Go back to rewatching episode I please

What does star wars have to do with Al-Qaeda?

cokane said...

yoda king, you do realize Al-Qaeda is in Iraq specifically because it gives them the opportunity to kill American soldiers? AQ wants the USA to stay in Iraq for as long as possible. Maybe you should do some research on what Bin Laden had said about his strategy?

http://siteinstitute.org/bin/articles.cgi?ID=inthenews5904&Category=inthenews&Subcategory=0

See? Osama wants the US to be entangled in as many foreign states as possible to bleed its economy.

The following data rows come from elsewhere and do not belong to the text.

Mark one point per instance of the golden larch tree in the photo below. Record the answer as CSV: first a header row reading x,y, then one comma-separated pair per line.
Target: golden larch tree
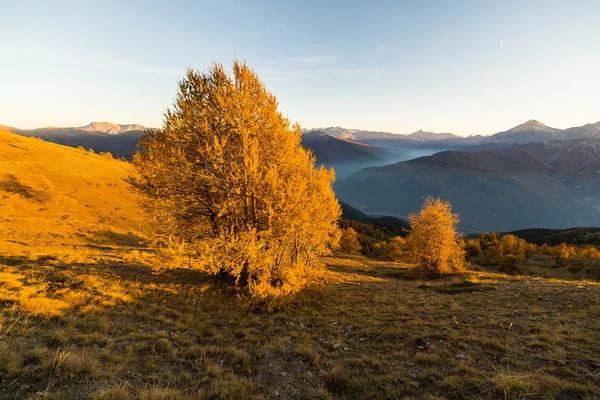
x,y
433,241
349,242
231,189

Perhaps you should do some history on how Al-Qaeda operates?

http://en.wikipedia.org/wiki/Al-Qaeda

Be sure to check the "bosnia" section. Al-Qaeda loves to go into battle zones and turn the tide, that's actually their major MO. Of course, being a fan of a "Islamic terrorism watch" site, you should be informed of all this right?

Please spare me the intellectual dishonesty of your last posts. I'm not going to debate with you if you continue this kind of pointless sophistry. Saying that the Shiites will ally with Iran is no way to defend Howard's assertion that AQ wants the US to leave Iraq. AQ DOES NOT want the US to leave. I never said AQ was not terrorists. I said Howard did not say "terrorists" he said AQ.

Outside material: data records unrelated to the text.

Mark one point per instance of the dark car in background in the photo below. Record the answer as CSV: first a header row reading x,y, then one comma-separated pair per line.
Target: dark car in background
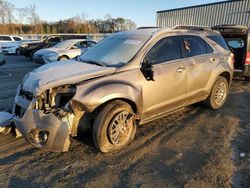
x,y
29,48
238,39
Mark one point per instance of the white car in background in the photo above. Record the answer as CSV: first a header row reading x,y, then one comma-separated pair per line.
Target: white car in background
x,y
6,40
65,50
12,47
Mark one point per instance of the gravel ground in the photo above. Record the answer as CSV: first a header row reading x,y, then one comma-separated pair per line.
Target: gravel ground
x,y
196,147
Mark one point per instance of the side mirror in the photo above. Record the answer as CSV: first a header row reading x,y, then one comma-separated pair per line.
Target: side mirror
x,y
147,70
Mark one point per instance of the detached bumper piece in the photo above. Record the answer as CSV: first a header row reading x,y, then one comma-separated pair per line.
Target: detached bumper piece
x,y
44,131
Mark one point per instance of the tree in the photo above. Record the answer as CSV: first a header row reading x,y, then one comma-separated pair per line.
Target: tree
x,y
33,17
129,25
6,12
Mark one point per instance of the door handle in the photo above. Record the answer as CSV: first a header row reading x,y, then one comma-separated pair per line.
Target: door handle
x,y
181,69
211,60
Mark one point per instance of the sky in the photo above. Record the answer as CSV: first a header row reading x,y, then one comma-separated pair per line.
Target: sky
x,y
142,12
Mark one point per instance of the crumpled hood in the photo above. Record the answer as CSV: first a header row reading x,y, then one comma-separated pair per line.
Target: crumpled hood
x,y
61,73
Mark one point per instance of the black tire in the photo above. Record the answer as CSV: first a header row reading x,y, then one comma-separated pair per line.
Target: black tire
x,y
104,127
217,97
63,58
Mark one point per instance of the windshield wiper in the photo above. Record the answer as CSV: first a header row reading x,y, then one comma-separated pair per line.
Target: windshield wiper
x,y
93,62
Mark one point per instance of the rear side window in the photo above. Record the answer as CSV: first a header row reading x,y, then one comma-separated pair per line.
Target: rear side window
x,y
5,38
219,40
166,49
194,45
17,38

But any objective observe can see from your posts that LGF has failed to educate its readers on the true nature of Islamic terrorism.

yodaking said...

Maybe you should do some research on what Bin Laden had said about his strategy?

http://siteinstitute.org/bin/articles.cgi?ID=inthenews5904&Category=inthenews&Subcategory=0


cocane, yes I know this is his goal, but did you not read the whole thing? He wants to replicate what happened to the Russians....his strategy only works if we cannot decisively defeat the terrorists and leave (as in Afghanistan) it doesn't work say like when we ousted the Taliban...you think Al Quida thinks that we have ousted the taliban and forced him into hiding is a good thing?

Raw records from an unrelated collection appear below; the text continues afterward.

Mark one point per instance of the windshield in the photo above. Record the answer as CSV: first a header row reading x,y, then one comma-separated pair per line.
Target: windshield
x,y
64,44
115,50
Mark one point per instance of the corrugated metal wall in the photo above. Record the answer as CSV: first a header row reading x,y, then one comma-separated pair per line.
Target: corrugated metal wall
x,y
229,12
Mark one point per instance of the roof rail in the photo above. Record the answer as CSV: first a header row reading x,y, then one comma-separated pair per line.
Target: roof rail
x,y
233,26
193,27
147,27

See? Osama wants the US to be entangled in as many foreign states as possible to bleed its economy.

And this only works if we fail our effort in confronting terrorists. Is this want you want? For the US to lose, give up and ignore radical Islam? I mean if you think this is the best course of action, I'm not going to try to convince you otherwise - I rather have clarity then agreement.

Be sure to check the "bosnia" section. Al-Qaeda loves to go into battle zones and turn the tide, that's actually their major MO. Of course, being a fan of a "Islamic terrorism watch" site, you should be informed of all this right?

LOL, did you not read the whole thing?

"While their bravery in the fray initially attracted a small number of native Bosnians to join them, their brutality against civilians[37] came to appall many native Bosnians and repel new recruits. At the same time, their vigorous attempts to Islamicize the local population with rules on appropriate dress and behavior were widely resented and thus went unheeded. In his book Al-Qaida’s Jihad in Europe: the Afghan-Bosnian Network, Evan Kohlmann summarizes: "In spite of vigorous efforts to ‘Islamicise’ the nominally Muslim Bosnian populace, the locals could not be convinced to abandon pork, alcohol, or public displays of affection. Bosnian women persistently refused to wear the hijab or follow the other mandates for female behavior prescribed by extreme fundamentalist Islam."

Osama turned off the Bosnians...

Cokane, again - easy on the white powder.

Please spare me the intellectual dishonesty of your last posts. I'm not going to debate with you if you continue this kind of pointless sophistry.

intellectual dishonesty? How so? What lie or trickery have I engaged in?

Saying that the Shiites will ally with Iran is no way to defend Howard's assertion that AQ wants the US to leave Iraq.

Please re-read this thread, this response was not about Howard, this response was to you when you posed a "worse case scenario" (sigh)

AQ DOES NOT want the US to leave.

If they don't, then why were they happy when the Russian's left Afghanistan? They want us to stay and lose (then leave) That is a more accurate MO

I never said AQ was not terrorists. I said Howard did not say "terrorists" he said AQ.

...Again, AQ are not terrorists?

But any objective observe can see from your posts that LGF has failed to educate its readers on the true nature of Islamic terrorism.